Tak hanya itu, sambung Magda, inklusivitas juga menjadi poin penting di NTT, yang terwujud dalam Unit Layanan Disabilitas (ULD) tingkat provinsi untuk mendorong partisipasi aktif orang-orang dengan disabilitas. Sementara, Bali menyertakan aspek ketangguhan masyarakat dalam peraturan daerah maupun peraturan adat seperti awig-awig dan perarem.
"Saat terjadi bencana, komunitaslah yang bisa menolong diri mereka sendiri, karena di awal belum ada bantuan apa pun yang bisa menjangkau mereka, apalagi di daerah-daerah yang punya tantangan akses seperti Flores Timur," terangnya.
Senada dengan itu, Wakil Ketua Panitia Pelaksana KNPRBBK XV, Miranti Husein, menyebut, kegiatan ini diharapkan agar masyarakat dapat terus berperan aktif dalam pengelolaan risiko bencana, mereka perlu didukung oleh sistem tata kelola pembangunan di tingkat lokal seperti desa atau kelurahan.

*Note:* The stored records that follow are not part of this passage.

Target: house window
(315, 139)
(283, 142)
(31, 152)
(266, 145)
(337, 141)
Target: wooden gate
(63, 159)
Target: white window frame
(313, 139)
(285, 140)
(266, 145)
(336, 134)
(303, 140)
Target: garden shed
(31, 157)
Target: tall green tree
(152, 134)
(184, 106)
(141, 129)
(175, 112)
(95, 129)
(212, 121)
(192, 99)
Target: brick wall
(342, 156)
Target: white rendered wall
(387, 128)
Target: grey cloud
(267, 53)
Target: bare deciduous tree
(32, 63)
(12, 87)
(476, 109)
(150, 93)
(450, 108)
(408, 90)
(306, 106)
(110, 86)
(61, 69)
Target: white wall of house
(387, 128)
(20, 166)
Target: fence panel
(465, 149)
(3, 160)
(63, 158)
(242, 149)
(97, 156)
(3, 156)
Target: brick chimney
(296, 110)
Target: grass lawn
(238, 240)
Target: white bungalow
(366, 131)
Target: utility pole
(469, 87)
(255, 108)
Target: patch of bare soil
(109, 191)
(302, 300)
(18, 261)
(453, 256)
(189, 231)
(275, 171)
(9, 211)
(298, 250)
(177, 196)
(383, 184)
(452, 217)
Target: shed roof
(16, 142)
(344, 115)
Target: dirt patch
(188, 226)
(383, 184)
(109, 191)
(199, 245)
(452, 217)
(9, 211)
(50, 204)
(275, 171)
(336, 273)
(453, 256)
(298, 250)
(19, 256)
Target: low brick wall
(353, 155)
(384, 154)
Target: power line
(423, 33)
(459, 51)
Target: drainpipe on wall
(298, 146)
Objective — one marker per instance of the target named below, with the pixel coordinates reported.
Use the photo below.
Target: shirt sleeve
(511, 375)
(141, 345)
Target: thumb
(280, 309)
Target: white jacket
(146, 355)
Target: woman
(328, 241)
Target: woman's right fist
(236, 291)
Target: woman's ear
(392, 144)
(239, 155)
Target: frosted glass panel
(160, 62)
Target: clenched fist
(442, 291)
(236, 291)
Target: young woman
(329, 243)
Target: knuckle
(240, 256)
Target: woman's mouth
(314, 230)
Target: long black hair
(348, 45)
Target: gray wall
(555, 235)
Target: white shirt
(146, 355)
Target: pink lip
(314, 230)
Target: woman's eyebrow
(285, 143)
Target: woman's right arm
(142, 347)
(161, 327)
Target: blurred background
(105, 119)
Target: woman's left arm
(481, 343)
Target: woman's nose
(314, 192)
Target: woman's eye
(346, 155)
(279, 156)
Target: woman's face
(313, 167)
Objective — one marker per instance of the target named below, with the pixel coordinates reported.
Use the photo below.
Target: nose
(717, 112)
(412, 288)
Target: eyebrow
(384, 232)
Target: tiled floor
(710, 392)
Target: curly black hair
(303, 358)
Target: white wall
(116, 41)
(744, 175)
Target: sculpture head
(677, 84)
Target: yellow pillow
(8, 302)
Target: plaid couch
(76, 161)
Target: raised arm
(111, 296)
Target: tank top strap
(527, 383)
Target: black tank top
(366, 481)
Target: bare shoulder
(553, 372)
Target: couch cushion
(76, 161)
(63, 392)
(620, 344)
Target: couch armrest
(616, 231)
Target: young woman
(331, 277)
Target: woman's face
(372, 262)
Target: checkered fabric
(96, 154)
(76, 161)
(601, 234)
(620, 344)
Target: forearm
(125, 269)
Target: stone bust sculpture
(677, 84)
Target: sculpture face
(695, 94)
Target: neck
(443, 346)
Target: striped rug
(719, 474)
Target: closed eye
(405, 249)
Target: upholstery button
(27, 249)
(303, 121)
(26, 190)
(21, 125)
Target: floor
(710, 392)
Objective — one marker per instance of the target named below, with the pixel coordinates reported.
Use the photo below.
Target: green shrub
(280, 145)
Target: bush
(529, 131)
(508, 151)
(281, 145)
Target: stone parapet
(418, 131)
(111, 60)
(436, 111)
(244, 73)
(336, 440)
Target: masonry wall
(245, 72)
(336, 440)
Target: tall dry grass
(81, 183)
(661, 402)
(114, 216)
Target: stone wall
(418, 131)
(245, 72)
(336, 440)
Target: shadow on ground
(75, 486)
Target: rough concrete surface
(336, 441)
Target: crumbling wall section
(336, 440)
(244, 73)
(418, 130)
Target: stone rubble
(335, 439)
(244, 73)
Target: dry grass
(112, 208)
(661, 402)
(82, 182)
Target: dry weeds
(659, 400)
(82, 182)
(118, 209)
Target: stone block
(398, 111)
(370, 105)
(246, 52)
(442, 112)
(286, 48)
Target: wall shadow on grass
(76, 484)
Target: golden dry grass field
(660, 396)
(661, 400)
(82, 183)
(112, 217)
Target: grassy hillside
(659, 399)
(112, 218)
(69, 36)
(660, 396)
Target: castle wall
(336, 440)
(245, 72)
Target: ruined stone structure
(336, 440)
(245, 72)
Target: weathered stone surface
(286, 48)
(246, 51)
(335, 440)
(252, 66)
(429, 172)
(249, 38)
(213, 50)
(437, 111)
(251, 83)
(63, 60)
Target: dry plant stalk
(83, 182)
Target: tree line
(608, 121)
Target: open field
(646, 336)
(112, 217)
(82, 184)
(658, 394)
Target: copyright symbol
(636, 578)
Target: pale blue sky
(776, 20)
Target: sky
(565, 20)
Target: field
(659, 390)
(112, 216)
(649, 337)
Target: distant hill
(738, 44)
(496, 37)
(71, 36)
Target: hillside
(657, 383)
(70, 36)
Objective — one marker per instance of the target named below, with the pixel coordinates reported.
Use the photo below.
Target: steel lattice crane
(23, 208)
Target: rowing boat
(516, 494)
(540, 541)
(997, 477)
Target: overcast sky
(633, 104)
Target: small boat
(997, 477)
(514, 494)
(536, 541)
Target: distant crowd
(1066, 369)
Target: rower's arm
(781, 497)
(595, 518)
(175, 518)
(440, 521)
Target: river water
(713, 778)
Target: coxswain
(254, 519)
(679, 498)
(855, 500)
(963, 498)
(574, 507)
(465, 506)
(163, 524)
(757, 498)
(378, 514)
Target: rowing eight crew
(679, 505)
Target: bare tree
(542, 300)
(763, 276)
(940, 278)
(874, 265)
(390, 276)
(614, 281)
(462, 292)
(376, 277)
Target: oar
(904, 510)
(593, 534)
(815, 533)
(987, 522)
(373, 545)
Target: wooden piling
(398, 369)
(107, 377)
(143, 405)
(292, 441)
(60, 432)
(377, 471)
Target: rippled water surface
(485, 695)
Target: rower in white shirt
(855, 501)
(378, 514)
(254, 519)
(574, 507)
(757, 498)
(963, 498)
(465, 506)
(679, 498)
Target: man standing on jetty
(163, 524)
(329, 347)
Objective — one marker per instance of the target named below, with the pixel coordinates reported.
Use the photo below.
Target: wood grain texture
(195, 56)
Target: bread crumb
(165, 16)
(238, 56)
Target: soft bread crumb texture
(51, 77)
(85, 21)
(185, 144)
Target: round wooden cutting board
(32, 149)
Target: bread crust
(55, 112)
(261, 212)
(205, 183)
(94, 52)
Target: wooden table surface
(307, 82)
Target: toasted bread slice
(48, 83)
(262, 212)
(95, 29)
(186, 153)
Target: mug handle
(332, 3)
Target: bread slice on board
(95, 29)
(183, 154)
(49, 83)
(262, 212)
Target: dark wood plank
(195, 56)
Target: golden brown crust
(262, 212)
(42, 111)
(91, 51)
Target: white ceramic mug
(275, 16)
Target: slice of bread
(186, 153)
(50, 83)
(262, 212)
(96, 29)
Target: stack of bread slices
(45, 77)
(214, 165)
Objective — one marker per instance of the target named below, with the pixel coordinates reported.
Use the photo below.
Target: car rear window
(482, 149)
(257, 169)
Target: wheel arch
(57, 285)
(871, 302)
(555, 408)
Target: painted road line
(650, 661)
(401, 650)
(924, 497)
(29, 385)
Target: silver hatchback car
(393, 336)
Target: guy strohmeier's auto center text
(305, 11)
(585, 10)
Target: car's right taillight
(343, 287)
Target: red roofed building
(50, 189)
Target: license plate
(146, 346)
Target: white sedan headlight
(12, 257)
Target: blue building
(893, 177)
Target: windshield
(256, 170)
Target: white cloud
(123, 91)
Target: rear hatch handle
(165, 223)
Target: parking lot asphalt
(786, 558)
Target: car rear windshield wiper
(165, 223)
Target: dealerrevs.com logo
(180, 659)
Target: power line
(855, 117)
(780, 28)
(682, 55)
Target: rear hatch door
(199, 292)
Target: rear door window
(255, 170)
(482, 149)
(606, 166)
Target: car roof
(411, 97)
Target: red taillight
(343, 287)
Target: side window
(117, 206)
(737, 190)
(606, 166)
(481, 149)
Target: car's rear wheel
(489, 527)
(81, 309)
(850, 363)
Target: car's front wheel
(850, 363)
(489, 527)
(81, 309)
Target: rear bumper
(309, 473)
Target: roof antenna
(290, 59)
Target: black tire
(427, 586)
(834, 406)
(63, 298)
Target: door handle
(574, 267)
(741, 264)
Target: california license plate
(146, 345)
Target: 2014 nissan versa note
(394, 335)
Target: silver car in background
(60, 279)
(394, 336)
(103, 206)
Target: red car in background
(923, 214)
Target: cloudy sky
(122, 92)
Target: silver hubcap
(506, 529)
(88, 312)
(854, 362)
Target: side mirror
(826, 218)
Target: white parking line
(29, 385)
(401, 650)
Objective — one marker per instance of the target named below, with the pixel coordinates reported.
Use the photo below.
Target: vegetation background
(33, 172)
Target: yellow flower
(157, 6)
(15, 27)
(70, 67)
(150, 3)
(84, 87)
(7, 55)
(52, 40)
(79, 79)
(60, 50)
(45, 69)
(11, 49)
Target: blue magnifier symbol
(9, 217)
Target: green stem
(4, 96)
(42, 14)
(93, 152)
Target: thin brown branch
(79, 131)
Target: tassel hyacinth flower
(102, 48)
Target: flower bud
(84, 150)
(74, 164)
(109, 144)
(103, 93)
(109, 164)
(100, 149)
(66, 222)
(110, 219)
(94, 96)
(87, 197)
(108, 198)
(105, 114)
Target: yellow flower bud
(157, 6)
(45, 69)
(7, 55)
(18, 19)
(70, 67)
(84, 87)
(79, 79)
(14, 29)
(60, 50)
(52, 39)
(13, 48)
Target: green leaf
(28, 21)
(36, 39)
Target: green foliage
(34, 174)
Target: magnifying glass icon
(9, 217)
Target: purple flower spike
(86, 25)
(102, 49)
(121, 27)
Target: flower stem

"KNPRBBK XV hari pertama turut membahas hal ini dalam sesi bincang-bincang yang diikuti oleh perwakilan Kementerian Desa, organisasi nonpemerintah, dan komunitas tingkat desa dari Aceh, Nusa Tenggara Timur, dan Kabupaten Pacitan, Jawa Timur," tuturnya.
Lebih lanjut, Miranti menjelaskan, Refleksi aksi kolaborasi dalam PRBBK di tingkat daerah tahun ini semakin mempertajam kebutuhan untuk menggandeng aktor-aktor yang lebih luas dari tingkat lokal hingga nasional. Serta, mempererat kolaborasi strategis dengan sektor-sektor lainnya, mengingat perluasan dampak, risiko, dan kebutuhan kapasitas di tingkat komunitas.